All healthy women have a distinct smell to their vulva, and it can vary depending on your menstrual cycle, hormones, vaginal flora and more. However, if the scent is off or the discharge is unusual, it could indicate a health problem like infection, according to ACOG.
Certain foods can make your vulva or bikini area smell differently, such as onions and garlic. These odors get released when sweat glands in the genital area produce perspiration. Some women also report that eating pineapple or citrus fruits makes their vulva smell sweeter. However, these are anecdotal reports and not scientific evidence. It is important to note that the odor of your vulva may change throughout the day, so it’s best to wear loose, cotton underwear and avoid tight-fitting clothing, which can trap moisture in the groin area and cause odor.
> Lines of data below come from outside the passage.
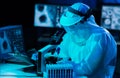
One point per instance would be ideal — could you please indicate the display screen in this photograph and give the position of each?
(110, 17)
(11, 40)
(47, 15)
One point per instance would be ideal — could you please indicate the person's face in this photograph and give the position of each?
(75, 28)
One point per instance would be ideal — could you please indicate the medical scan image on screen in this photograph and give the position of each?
(110, 17)
(47, 15)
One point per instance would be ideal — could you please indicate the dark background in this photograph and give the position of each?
(22, 12)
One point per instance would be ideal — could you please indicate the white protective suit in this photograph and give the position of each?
(94, 58)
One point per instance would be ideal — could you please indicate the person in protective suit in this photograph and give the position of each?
(91, 49)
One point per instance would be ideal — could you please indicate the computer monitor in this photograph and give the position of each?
(110, 16)
(11, 40)
(48, 15)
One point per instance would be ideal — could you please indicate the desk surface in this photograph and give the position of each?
(9, 70)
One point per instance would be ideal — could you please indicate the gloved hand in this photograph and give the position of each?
(50, 58)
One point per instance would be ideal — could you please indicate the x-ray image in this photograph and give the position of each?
(45, 15)
(48, 15)
(110, 17)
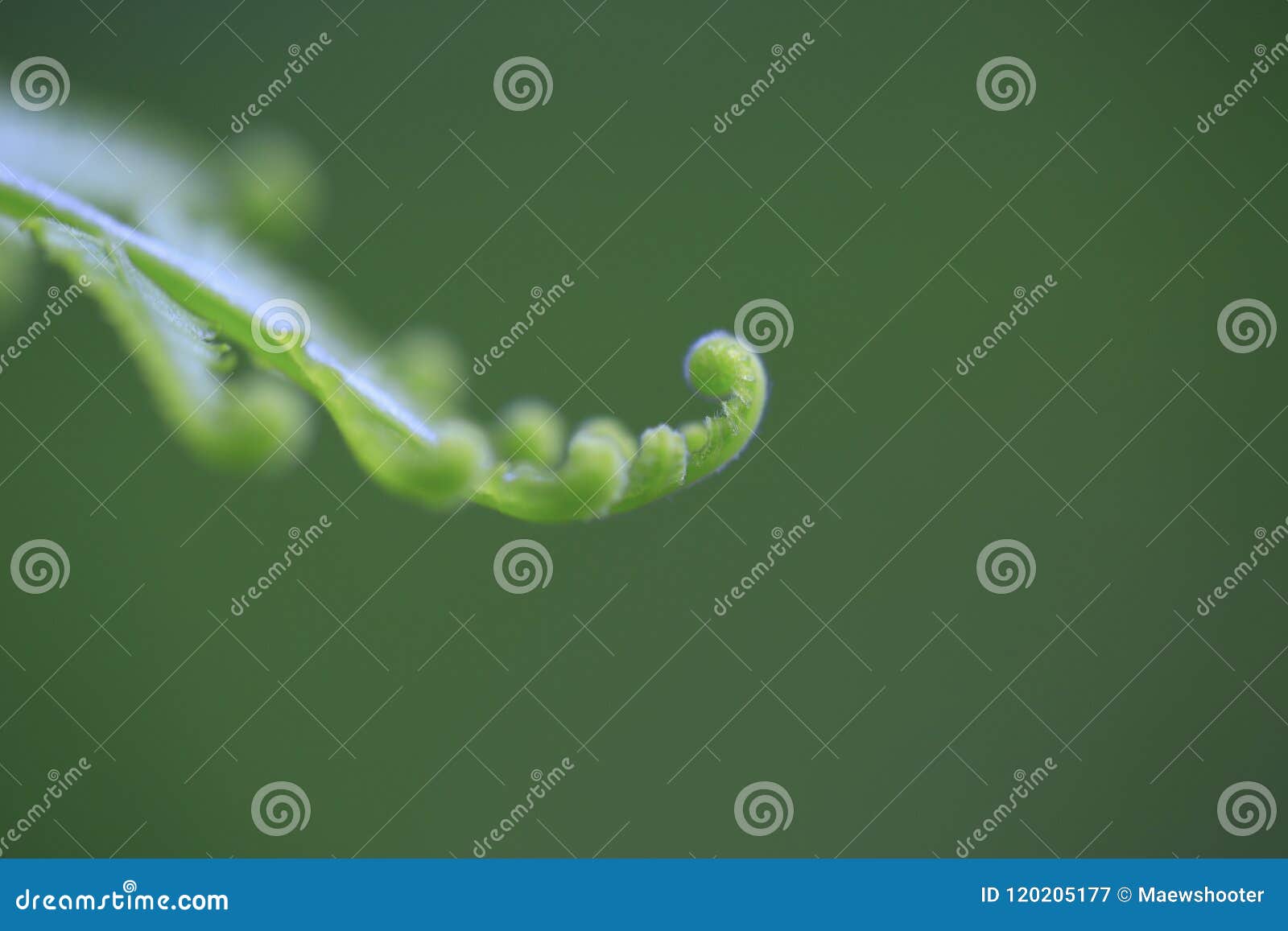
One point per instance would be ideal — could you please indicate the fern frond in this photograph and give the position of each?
(221, 371)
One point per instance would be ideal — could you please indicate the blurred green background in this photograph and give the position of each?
(893, 214)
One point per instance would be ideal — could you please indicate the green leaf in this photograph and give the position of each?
(219, 356)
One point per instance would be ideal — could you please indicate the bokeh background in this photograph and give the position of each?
(875, 196)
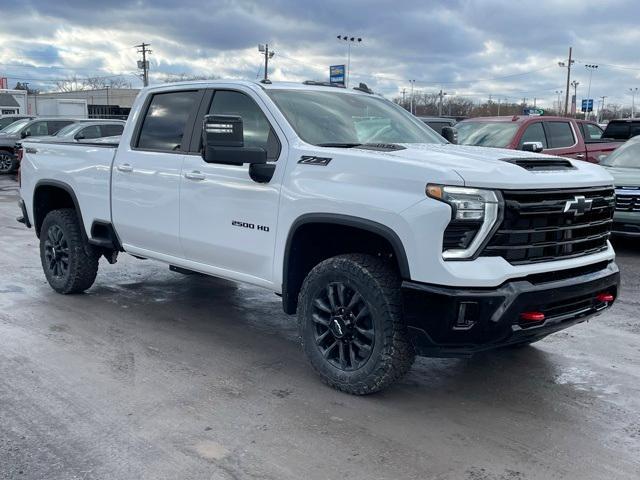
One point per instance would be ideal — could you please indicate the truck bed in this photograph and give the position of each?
(83, 169)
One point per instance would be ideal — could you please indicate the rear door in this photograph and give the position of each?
(227, 220)
(563, 140)
(146, 174)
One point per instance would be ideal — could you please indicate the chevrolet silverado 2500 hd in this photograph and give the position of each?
(386, 240)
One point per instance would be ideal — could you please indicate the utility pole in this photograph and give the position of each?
(575, 84)
(412, 82)
(568, 66)
(441, 94)
(601, 108)
(349, 40)
(264, 49)
(591, 68)
(633, 101)
(144, 63)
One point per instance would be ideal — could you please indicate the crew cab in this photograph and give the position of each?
(386, 240)
(565, 137)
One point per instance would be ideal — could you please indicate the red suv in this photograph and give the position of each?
(560, 136)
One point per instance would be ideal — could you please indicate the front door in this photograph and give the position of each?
(227, 220)
(146, 175)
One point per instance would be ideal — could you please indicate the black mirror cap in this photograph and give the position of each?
(450, 134)
(262, 172)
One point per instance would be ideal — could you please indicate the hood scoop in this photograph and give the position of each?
(381, 147)
(541, 164)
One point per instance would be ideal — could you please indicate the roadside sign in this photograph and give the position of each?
(533, 112)
(336, 74)
(587, 104)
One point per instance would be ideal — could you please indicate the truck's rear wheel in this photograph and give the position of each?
(7, 162)
(69, 264)
(351, 327)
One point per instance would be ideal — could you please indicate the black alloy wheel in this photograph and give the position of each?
(344, 329)
(56, 252)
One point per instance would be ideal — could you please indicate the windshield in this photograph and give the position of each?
(343, 119)
(67, 130)
(627, 156)
(486, 134)
(15, 127)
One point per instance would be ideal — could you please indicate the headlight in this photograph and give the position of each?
(474, 213)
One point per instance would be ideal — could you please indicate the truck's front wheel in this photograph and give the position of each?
(351, 327)
(69, 264)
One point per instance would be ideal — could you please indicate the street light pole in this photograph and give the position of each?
(575, 84)
(349, 40)
(633, 101)
(591, 68)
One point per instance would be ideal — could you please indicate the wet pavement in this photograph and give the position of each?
(156, 375)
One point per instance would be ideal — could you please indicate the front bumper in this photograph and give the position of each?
(454, 322)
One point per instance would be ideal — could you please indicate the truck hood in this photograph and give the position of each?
(625, 177)
(489, 167)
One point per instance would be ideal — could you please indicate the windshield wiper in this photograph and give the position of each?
(340, 145)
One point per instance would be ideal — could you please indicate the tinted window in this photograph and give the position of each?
(37, 129)
(617, 130)
(112, 130)
(53, 126)
(486, 134)
(534, 133)
(559, 134)
(90, 132)
(591, 132)
(166, 120)
(627, 156)
(256, 128)
(437, 126)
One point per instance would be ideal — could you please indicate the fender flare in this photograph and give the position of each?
(346, 220)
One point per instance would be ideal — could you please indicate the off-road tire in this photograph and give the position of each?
(378, 284)
(82, 257)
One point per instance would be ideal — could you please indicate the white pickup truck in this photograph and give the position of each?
(386, 240)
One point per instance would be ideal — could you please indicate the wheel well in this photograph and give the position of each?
(311, 243)
(47, 198)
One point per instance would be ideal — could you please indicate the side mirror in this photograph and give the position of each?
(450, 134)
(535, 147)
(223, 142)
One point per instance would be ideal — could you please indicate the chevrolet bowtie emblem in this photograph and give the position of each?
(578, 206)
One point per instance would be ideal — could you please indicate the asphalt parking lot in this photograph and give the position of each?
(156, 375)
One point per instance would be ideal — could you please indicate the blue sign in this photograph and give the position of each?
(336, 74)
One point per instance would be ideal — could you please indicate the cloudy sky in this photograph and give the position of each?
(503, 48)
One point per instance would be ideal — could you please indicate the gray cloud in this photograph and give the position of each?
(474, 48)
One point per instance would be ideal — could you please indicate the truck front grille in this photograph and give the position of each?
(546, 225)
(628, 200)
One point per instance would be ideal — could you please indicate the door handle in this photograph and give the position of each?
(195, 175)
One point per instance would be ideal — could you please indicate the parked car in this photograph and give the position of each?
(21, 129)
(560, 136)
(385, 239)
(623, 129)
(624, 166)
(7, 120)
(85, 130)
(438, 123)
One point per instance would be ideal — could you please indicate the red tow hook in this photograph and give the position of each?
(532, 316)
(605, 297)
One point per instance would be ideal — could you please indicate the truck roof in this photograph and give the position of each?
(318, 86)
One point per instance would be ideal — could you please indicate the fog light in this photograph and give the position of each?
(532, 316)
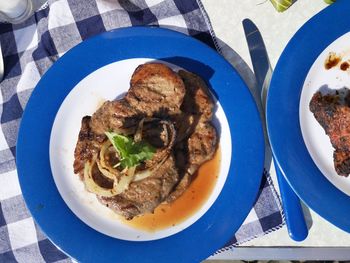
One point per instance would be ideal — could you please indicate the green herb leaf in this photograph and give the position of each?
(281, 5)
(131, 153)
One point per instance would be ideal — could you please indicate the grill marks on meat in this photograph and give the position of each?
(145, 195)
(177, 110)
(155, 90)
(333, 114)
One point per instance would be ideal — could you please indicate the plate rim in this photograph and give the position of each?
(294, 65)
(24, 166)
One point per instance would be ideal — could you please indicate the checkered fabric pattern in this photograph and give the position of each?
(30, 48)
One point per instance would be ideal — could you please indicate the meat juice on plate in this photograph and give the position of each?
(168, 215)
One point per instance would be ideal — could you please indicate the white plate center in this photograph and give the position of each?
(107, 83)
(315, 138)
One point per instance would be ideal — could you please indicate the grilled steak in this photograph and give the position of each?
(333, 114)
(155, 90)
(173, 111)
(145, 195)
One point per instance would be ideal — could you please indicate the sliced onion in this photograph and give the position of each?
(106, 172)
(91, 185)
(106, 169)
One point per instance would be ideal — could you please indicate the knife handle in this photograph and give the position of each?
(293, 212)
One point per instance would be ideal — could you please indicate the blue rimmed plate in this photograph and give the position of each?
(49, 118)
(302, 149)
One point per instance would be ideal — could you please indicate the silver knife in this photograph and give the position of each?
(294, 216)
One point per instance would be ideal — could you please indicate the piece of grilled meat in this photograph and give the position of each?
(181, 104)
(333, 114)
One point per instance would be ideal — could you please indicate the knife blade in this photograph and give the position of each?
(294, 216)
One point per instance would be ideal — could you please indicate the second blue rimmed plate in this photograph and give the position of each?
(75, 81)
(303, 151)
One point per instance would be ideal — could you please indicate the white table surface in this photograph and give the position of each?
(277, 29)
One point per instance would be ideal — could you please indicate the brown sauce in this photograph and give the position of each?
(167, 215)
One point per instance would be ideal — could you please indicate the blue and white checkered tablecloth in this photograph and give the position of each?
(30, 48)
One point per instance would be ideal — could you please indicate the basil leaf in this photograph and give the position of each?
(131, 153)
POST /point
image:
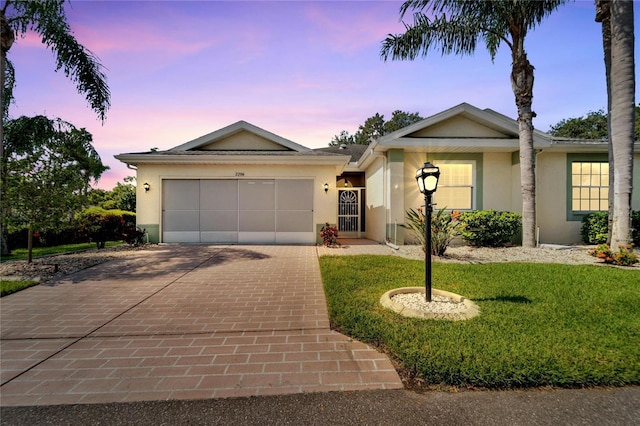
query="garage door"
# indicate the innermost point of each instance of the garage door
(267, 211)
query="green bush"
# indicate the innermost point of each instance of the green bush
(594, 229)
(98, 225)
(445, 226)
(490, 228)
(595, 226)
(635, 224)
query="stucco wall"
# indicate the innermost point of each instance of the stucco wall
(497, 177)
(551, 176)
(376, 213)
(149, 204)
(551, 200)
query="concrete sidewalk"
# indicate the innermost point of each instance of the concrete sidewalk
(609, 407)
(181, 322)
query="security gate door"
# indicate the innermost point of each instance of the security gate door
(349, 212)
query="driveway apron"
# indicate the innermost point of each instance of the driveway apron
(181, 322)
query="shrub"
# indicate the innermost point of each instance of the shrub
(329, 235)
(490, 228)
(99, 225)
(594, 228)
(625, 256)
(635, 225)
(444, 228)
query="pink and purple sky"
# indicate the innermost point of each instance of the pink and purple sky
(304, 70)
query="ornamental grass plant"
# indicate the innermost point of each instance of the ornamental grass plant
(539, 324)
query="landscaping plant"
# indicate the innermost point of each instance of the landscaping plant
(625, 256)
(444, 228)
(490, 228)
(329, 235)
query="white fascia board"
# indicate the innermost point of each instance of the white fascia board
(136, 159)
(475, 143)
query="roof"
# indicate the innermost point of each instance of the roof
(238, 143)
(353, 150)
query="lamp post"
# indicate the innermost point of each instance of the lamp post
(427, 177)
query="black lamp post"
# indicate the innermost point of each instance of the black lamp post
(427, 177)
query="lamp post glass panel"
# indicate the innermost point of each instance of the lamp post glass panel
(427, 177)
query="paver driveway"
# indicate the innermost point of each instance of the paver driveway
(181, 322)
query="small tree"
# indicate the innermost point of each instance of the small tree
(46, 174)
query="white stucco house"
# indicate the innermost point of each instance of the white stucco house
(242, 184)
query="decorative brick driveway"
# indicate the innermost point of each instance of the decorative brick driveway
(181, 322)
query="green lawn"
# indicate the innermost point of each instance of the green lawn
(540, 324)
(21, 254)
(11, 286)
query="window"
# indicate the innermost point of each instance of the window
(589, 186)
(456, 185)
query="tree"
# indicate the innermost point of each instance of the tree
(456, 26)
(401, 119)
(622, 116)
(376, 126)
(47, 18)
(591, 126)
(344, 138)
(372, 127)
(47, 171)
(121, 197)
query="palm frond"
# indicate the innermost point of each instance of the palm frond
(80, 65)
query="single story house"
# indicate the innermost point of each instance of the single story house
(242, 184)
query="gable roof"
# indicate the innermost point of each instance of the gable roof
(208, 141)
(238, 143)
(500, 126)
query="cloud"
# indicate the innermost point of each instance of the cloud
(348, 27)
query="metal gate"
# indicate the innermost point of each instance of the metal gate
(349, 212)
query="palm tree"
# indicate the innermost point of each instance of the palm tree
(622, 116)
(48, 19)
(456, 26)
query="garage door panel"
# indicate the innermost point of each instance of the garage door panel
(257, 221)
(218, 220)
(181, 194)
(181, 220)
(181, 237)
(257, 195)
(219, 195)
(218, 237)
(294, 194)
(294, 221)
(238, 211)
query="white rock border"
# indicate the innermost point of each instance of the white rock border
(472, 310)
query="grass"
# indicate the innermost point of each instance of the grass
(10, 286)
(539, 324)
(21, 254)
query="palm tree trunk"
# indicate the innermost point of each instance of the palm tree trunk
(622, 118)
(603, 15)
(29, 244)
(522, 85)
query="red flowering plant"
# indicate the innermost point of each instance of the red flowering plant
(625, 256)
(329, 235)
(445, 226)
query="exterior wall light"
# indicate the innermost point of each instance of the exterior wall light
(427, 177)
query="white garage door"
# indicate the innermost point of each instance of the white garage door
(265, 211)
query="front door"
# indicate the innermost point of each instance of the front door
(349, 212)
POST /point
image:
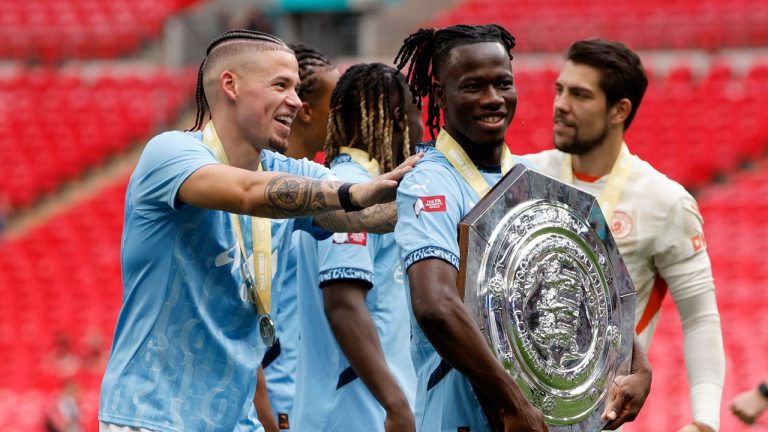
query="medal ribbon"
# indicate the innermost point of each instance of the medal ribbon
(463, 164)
(370, 164)
(260, 287)
(617, 179)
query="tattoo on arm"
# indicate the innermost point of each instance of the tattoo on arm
(293, 196)
(379, 219)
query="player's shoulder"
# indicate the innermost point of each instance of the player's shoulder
(175, 138)
(547, 161)
(433, 168)
(277, 162)
(654, 182)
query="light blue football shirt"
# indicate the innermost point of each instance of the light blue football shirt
(329, 395)
(431, 201)
(186, 346)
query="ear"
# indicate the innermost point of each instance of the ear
(620, 111)
(305, 113)
(228, 84)
(437, 87)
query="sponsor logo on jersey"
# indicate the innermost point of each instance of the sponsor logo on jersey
(351, 238)
(435, 203)
(621, 225)
(698, 242)
(282, 421)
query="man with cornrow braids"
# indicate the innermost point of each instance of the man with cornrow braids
(355, 372)
(195, 316)
(318, 77)
(464, 72)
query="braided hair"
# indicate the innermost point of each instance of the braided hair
(310, 61)
(428, 50)
(361, 114)
(201, 101)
A coppery or metallic smell is normal, and it typically occurs when you’re bleeding, either from your period or sex. This type of odor is caused by blood entering the vagina and is not dangerous, but it can be uncomfortable.
Other reasons a vulva might smell off include a yeast infection or bacterial overgrowth in the vagina, and these require treatment from your gynecologist. It’s also important to avoid douching, as it can upset the pH balance of the vulva and lead to odor, says Dr. Wider.